“‘Data! Data! Data!’ he cried, impatiently. ‘I can’t make bricks without clay’.”
– Sherlock Holmes (by Sir Arthur Conan Doyle, 1859-1930)
As a data scientist and machine learning researcher, I have always been fascinated by doing research on improving ways to collect, interpret, and predict data. Driven by this interest, I have worked on projects ranging from data visualization and web scraping to hardware aware machine learning and forecasting models. Here are some of the key projects that I am particularly proud of:
Turning Big Data into Small Data: Hardware Aware Approximate Clustering with Randomized SVD and Coresets
As an undergraduate researcher at Harvard DASlab, which studies how to make data systems better not only for data storage and retrieval but also for data exploration and analysis, I conducted research on gathering insights from high dimensional big data. To extend my research work, I wrote a senior thesis on optimizing machine learning algorithms such as clustering and GMM. By analyzing the pitfalls of the traditional algorithms, I was able to design hardware conscious algorithms and systems that were on average more than an order of magnitude faster than the traditional versions of those.
Bangla Pi is an education technology project that aims at leveraging computing platforms similar to raspberry pi with cheap ARM processors to build an affordable educational tool. The core idea was to use an affordable computing platform to augment and empower the teachers. In 2015, I ran pilot projects in several schools in Bangladesh to teach basic computer programming to about 120 students from different age groups. Bangla Pi won awards at several innovation challenges including ASME Innovation Showcase and Harvard i3 Innovation Challenge.
I worked with Tauhid Zaman, assistant professor at MIT Sloan School of Management to implement a visualization tool for his research on a Bayesian predictive model to forecast the popularity of tweets. In this visualization, one can see the predicted number of retweets by clicking on each point of the time series graph of retweets. The research and the visualization work were featured on major news outlets including Wired, Mashable, and PCWorld.
I collaborated with Rest Devices, a Boston based startup, to get anonymized data from their advanced infant activity monitor product, Mimo. Using D3 visualization library, worked to created a dashboard for them to track and visualize the activity, state, and positions of the babies. While this is a simple looking visualization, under the hood it is fairly complex visualization project because the graphs are interconnected with one another, and changing states in one graph alters the other graphs too. This started as the final project of CS 171, a data visualization course at Harvard, but later Mimo used this as a part of their product.
This software development project started as a part of the data systems course (CS 165) at Harvard. I wrote about 4,000 lines of C code to build a performance optimized column storage that can perform all the typical operations in a data systems such as select, range query, joins, and can support advanced B+ tree index. I wrote a blog post on the lessons I learned from the class on designing and implementing a data system. The codebase for the DB can be accessed on my Github repository here.
In this group research project, we tried to predict the final winning bid of a car from the bidding data we collected from eBay’s auction history. It was an interesting project for me, because I had to write a distributed data scraping system that recycles through ip addresses so that eBay’s security system does not ban our data collection IP addresses.

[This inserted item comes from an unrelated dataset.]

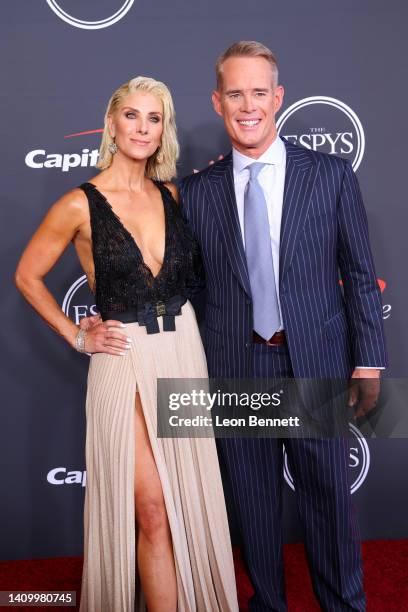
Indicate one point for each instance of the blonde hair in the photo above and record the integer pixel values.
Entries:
(247, 48)
(162, 167)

Disclosure: The data analysis part was a group effort and I worked primarily on data scraping from eBay and the multivariate linear regression model.
This was the final project for the computer vision course. I replicated the cutting edge results in computer vision and developed a system that can create 3D model of any object (e.g. a glue bottle or a toy dinosaur) with varying degree of success! The project report is here.
Data Science Work at a Stealth Startup:
As a whole, the startup is leveraging search, social media, and popular website traffic and activity records to measure public interest regarding movies and tv shows. Using that metric, we can predict future outcomes and value different media events (including advertisements). The analytics tools we developed help the film and television studios to optimize their marketing strategies. Our data products have been proven to be vastly superior compared to the existing survey based approaches and as a result several large movie studios have signed up as our customers.
Some of the specific projects I have worked on include home entertainment sales forecasting, movie release date schedule optimizer, and television rating predictors. I have applied statistical modeling and machine learning techniques such as random forests, kernel ridge regressions, MCMC sampler, and neural networks for solving those problems.